At CES 2025 in Las Vegas, Nvidia announced Project Digits, a “personal AI supercomputer” that provides access to the company's Grace Blackwell hardware platform in a compact form factor.
“[Project Digits] The entire Nvidia AI stack is running, and all Nvidia software runs on top of this,” Nvidia CEO Jensen Huang said on stage during a press conference Monday. “It's a cloud computing platform that sits on your desk, or even your workstation if you want to.”
Designed for AI researchers, data scientists, and students, Project Digits is powered by Nvidia's new GB10 Grace Blackwell superchip, delivering up to petaflops of computing performance for prototyping, fine-tuning, and running AI models. It will come true.
Nvidia claims that a single Project Digits unit can run models up to 200 billion parameters in size. Parameters roughly correspond to a model's problem-solving skills, and models with more parameters generally perform better than models with fewer parameters.
Developed in partnership with MediaTek, the GB10 features an Nvidia Blackwell GPU connected to a 20-core Nvidia Grace CPU. Inside the Project Digits enclosure, the chip is connected to a 128 GB memory pool and up to 4 TB of flash storage.
Image credit: Nvidia
Nvidia says that two Project Digits machines can be linked to run up to 405 billion parameter models, depending on the job's needs. Project Digits can offer a standalone experience as mentioned above, or it can be connected to your primary Windows or Mac PC.

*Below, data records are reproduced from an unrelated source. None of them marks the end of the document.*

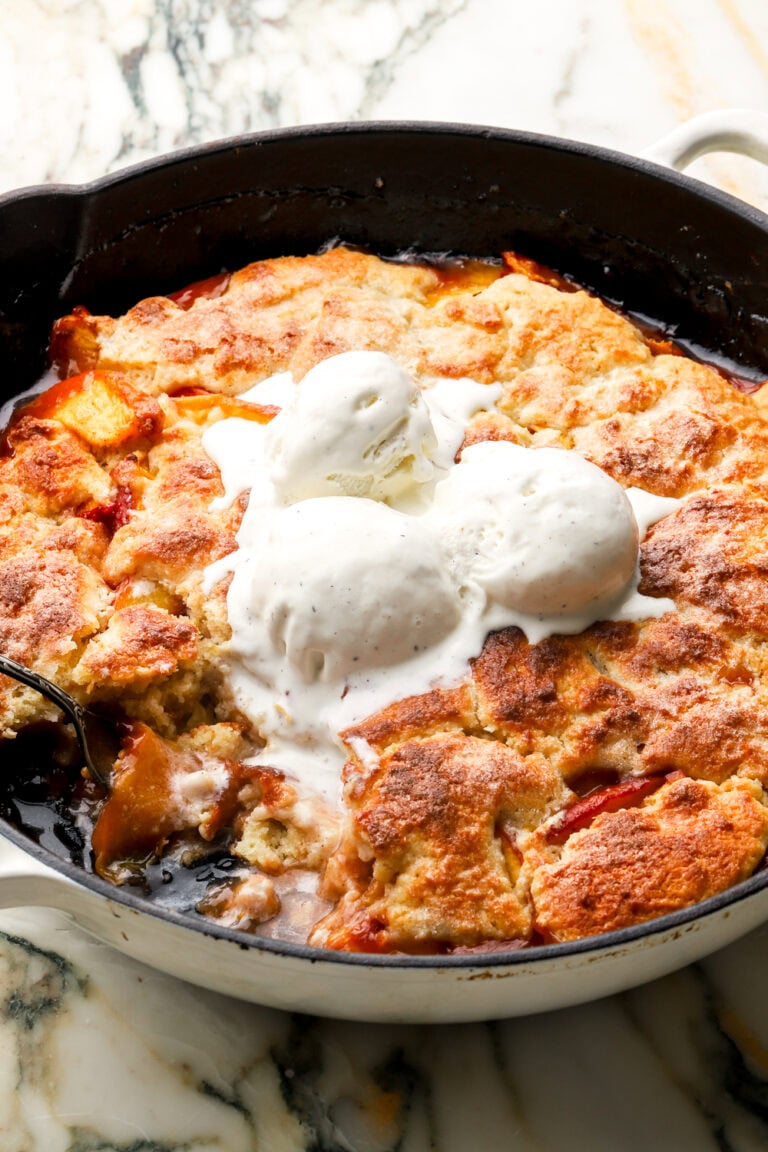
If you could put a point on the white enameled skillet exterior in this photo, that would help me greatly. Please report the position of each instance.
(398, 988)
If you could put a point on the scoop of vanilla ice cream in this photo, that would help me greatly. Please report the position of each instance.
(541, 531)
(356, 426)
(335, 586)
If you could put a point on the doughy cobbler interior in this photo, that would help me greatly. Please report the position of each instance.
(494, 676)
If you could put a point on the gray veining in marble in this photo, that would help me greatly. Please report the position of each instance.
(100, 1054)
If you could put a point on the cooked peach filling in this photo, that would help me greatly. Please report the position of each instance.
(559, 789)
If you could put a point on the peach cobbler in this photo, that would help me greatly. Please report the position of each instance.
(430, 600)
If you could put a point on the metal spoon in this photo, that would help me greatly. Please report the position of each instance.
(98, 740)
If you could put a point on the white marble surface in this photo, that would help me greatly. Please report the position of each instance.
(99, 1054)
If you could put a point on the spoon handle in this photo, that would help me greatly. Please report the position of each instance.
(68, 705)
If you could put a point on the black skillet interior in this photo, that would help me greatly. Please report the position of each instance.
(654, 242)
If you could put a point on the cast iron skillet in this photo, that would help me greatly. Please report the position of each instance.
(655, 242)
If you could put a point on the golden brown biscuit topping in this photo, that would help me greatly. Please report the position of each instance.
(565, 788)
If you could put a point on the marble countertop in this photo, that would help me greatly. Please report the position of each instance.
(101, 1054)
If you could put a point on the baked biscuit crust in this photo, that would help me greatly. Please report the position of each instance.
(565, 788)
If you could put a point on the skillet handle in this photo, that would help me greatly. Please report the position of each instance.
(24, 881)
(724, 130)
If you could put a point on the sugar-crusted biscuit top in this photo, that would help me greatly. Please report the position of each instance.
(565, 788)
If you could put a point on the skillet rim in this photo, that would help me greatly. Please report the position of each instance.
(519, 956)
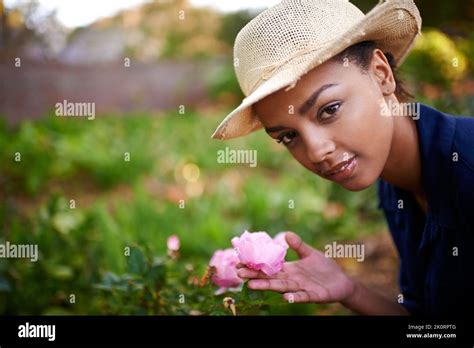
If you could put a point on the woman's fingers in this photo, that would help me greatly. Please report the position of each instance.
(280, 285)
(301, 297)
(249, 273)
(297, 244)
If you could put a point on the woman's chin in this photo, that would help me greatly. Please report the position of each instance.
(358, 183)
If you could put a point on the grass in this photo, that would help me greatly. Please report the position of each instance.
(135, 204)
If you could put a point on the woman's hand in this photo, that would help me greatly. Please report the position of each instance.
(313, 278)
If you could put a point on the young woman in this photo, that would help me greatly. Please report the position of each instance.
(319, 77)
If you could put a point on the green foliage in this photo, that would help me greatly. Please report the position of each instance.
(436, 59)
(110, 253)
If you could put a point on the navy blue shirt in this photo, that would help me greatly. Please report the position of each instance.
(436, 249)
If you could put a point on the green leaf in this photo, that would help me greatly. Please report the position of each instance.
(137, 263)
(157, 274)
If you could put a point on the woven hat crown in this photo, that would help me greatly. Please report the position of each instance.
(284, 33)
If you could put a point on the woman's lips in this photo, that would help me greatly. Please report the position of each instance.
(345, 172)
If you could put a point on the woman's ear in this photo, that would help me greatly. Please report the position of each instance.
(380, 67)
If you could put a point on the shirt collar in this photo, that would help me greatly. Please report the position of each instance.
(435, 136)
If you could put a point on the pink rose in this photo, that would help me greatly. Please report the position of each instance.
(258, 251)
(225, 262)
(280, 238)
(173, 243)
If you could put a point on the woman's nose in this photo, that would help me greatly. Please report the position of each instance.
(318, 148)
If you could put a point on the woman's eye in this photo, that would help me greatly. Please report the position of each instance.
(286, 138)
(329, 111)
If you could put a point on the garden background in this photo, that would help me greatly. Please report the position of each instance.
(74, 195)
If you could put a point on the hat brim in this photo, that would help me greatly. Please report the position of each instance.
(377, 25)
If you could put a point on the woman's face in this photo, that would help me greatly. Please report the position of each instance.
(332, 120)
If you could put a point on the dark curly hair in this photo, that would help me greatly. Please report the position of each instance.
(361, 53)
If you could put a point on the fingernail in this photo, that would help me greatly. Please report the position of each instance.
(253, 285)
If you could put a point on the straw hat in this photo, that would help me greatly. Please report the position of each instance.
(286, 41)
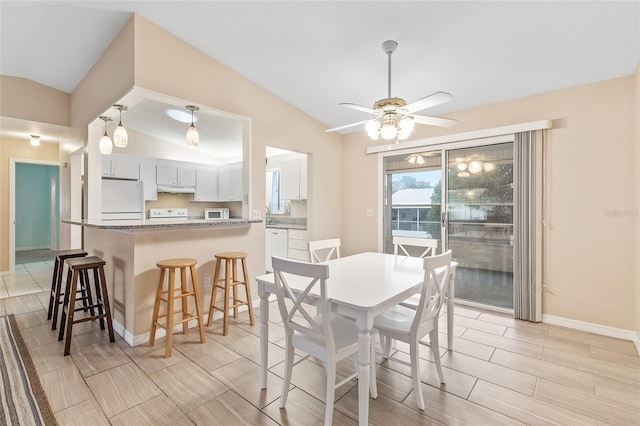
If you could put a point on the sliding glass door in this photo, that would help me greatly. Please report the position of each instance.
(473, 187)
(479, 222)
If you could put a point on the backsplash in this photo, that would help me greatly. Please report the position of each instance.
(185, 201)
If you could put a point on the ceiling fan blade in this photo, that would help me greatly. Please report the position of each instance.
(434, 121)
(429, 101)
(358, 108)
(346, 126)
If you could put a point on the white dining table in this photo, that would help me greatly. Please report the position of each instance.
(361, 286)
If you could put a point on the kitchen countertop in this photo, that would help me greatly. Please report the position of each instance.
(158, 225)
(285, 226)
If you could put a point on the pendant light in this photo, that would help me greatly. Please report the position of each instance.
(193, 138)
(105, 141)
(120, 137)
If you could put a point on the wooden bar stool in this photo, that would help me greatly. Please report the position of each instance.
(183, 293)
(56, 282)
(79, 271)
(230, 281)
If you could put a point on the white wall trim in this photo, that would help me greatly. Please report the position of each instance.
(457, 137)
(590, 327)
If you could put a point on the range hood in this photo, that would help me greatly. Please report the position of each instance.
(177, 189)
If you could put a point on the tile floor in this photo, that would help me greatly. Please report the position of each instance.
(501, 371)
(29, 278)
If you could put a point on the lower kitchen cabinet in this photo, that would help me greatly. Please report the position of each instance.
(275, 245)
(297, 245)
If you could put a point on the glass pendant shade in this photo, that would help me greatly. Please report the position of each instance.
(193, 138)
(120, 137)
(105, 144)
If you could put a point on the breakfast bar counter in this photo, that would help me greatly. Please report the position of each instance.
(131, 249)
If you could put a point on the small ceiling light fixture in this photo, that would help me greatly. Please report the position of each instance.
(193, 138)
(120, 137)
(105, 141)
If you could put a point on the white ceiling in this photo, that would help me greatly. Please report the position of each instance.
(316, 54)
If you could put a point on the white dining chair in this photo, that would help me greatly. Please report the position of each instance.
(401, 243)
(326, 336)
(323, 250)
(412, 325)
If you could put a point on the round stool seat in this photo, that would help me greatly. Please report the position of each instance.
(231, 255)
(181, 262)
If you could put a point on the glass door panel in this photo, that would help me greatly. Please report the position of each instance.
(479, 222)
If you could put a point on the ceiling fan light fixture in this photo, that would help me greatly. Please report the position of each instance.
(120, 137)
(193, 138)
(106, 146)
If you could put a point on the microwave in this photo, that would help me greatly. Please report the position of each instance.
(216, 213)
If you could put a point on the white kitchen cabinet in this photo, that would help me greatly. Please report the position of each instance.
(175, 176)
(230, 184)
(148, 178)
(120, 167)
(293, 175)
(206, 185)
(275, 245)
(297, 245)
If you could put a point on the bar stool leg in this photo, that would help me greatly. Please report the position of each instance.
(185, 302)
(70, 309)
(216, 274)
(156, 309)
(248, 290)
(170, 314)
(196, 291)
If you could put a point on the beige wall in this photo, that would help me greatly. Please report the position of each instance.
(28, 100)
(636, 117)
(165, 64)
(19, 149)
(589, 251)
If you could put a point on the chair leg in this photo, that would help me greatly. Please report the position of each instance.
(331, 389)
(435, 348)
(288, 370)
(373, 383)
(415, 373)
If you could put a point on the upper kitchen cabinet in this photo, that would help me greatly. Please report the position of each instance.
(120, 167)
(294, 179)
(176, 176)
(230, 183)
(206, 185)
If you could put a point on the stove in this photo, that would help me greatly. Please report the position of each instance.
(168, 214)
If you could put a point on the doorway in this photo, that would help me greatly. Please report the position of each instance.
(34, 212)
(462, 197)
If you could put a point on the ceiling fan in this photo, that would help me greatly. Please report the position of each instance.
(393, 117)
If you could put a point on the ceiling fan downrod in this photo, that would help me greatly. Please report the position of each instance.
(389, 47)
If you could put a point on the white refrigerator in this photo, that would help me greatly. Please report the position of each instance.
(122, 199)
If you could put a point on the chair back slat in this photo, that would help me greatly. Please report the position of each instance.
(296, 314)
(401, 243)
(323, 250)
(436, 277)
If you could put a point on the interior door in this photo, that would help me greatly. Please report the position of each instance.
(478, 222)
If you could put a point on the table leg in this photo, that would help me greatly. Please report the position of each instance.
(450, 296)
(364, 363)
(264, 335)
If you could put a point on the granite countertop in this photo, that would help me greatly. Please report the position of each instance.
(151, 225)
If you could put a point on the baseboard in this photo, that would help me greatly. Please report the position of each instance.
(143, 339)
(590, 327)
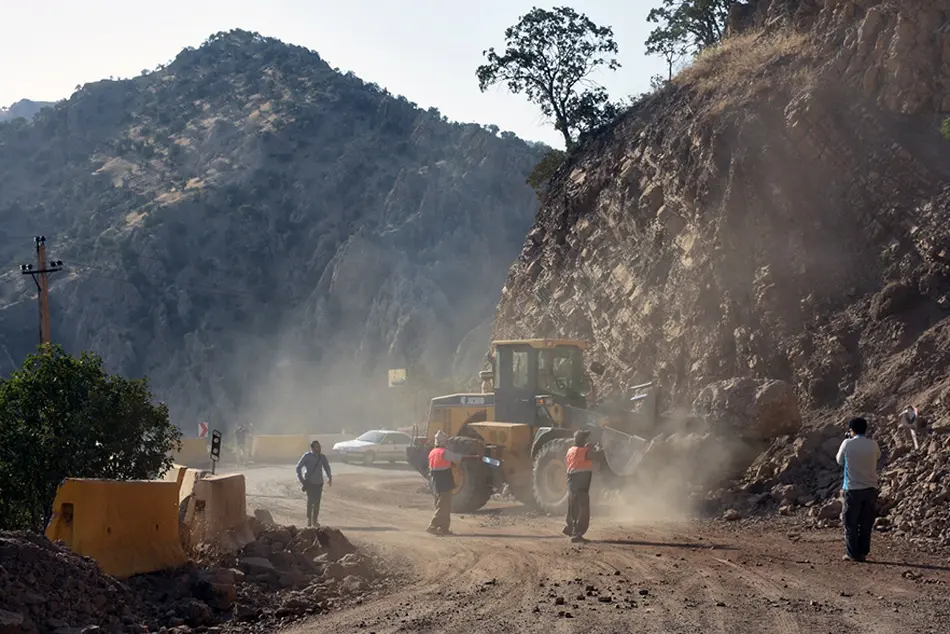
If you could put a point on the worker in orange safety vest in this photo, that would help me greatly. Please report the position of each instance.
(442, 483)
(580, 472)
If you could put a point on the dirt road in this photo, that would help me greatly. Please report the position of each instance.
(507, 572)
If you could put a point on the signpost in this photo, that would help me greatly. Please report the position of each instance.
(397, 377)
(215, 447)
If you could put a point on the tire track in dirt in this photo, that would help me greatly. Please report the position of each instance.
(499, 573)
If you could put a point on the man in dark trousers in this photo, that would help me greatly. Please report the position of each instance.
(859, 455)
(443, 483)
(580, 472)
(314, 463)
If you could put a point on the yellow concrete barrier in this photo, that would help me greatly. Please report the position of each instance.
(217, 513)
(176, 474)
(188, 480)
(279, 449)
(194, 452)
(128, 527)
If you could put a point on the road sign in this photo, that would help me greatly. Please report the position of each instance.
(397, 377)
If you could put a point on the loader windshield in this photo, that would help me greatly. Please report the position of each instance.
(561, 372)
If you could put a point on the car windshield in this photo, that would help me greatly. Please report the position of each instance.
(371, 436)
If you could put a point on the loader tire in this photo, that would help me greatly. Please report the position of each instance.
(473, 478)
(550, 476)
(524, 495)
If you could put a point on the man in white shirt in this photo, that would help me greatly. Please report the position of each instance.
(859, 455)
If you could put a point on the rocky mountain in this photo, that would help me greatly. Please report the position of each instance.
(260, 234)
(780, 211)
(25, 108)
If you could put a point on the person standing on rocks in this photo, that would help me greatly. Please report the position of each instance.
(443, 483)
(580, 473)
(859, 455)
(314, 463)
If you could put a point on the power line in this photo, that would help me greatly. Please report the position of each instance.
(203, 289)
(43, 269)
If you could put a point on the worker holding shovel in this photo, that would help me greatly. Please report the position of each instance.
(580, 473)
(443, 483)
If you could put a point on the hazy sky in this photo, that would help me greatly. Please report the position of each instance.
(426, 50)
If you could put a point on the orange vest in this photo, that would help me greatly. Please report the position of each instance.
(437, 461)
(577, 460)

But it's not cheap. Project Digits machines running Nvidia's Linux-based DGX OS will be available from “top partners” starting in May for $3,000, the company said.
Therefore, not everyone can purchase a unit of Project Digits for themselves. But Hwang believes the market exists.
“Project Digits brings the Grace Blackwell superchip to millions of developers,” he said in a statement. “By putting an AI supercomputer on the desk of every data scientist, AI researcher, and student, we will be able to tackle and shape the age of AI.”